GRECE EUROPE LA PARTIE DE BRAS DE FER SE POURSUIT EN ATTENDANT LE DENOUEMENT IMMINENT


En titrant la chronique audio proposée le 9 juin « Grèce : « Ca passe ou ça casse ! » la webradio AWI mesurait la difficulté de parvenir à un accord au vu de la détermination affichée de part et d’autre. Il n’est donc guère surprenant que la réunion de l’Eurogroupe, la troisième depuis le début de la semaine, se soit achevée jeudi sur un nouveau constat d’échec. Les discussions sur les propositions soumises par Athènes et celles des « institutions » créancières (Commission européenne, Banque centrale européenne et Fonds monétaire international) n’ont en effet pas permis d’élaborer un document de compromis. Les ministres des Finances de la zone euro se réuniront donc de nouveau samedi, trois jours seulement avant une échéance clé qui pourrait placer Athènes en défaut.
Sans accord permettant de débloquer les 7,2 milliards d’euros d’aide qui restent à verser à la Grèce, cette dernière en sera pas en mesure de rembourser l’échéance du 30 juin au FMI, d’un montant de 1,6 milliard.

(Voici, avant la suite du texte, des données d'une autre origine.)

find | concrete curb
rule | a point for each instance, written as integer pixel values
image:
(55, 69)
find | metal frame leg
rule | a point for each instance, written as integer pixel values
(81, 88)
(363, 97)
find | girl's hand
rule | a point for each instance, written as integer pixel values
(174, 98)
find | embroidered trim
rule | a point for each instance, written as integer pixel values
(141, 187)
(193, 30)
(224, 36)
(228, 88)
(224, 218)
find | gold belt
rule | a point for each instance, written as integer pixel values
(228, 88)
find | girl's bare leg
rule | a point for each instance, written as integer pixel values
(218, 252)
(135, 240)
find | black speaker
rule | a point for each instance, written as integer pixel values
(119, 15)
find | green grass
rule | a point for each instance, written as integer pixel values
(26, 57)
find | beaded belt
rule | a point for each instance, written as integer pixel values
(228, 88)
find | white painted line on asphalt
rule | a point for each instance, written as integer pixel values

Un tel défaut contraindrait les autorités à adopter des mesures de contrôle des capitaux et ouvrirait la voie à une possible sortie forcée de la Grèce de la zone euro.
Des diplomates expliquent que la tactique adoptée par les créanciers traduit leur exaspération face au refus du Premier ministre grec de tout compromis sur les dossiers clés que sont les retraites, la réforme du marché du travail, les salaires et la fiscalité, ce que Syriza appelle ses « lignes rouges ».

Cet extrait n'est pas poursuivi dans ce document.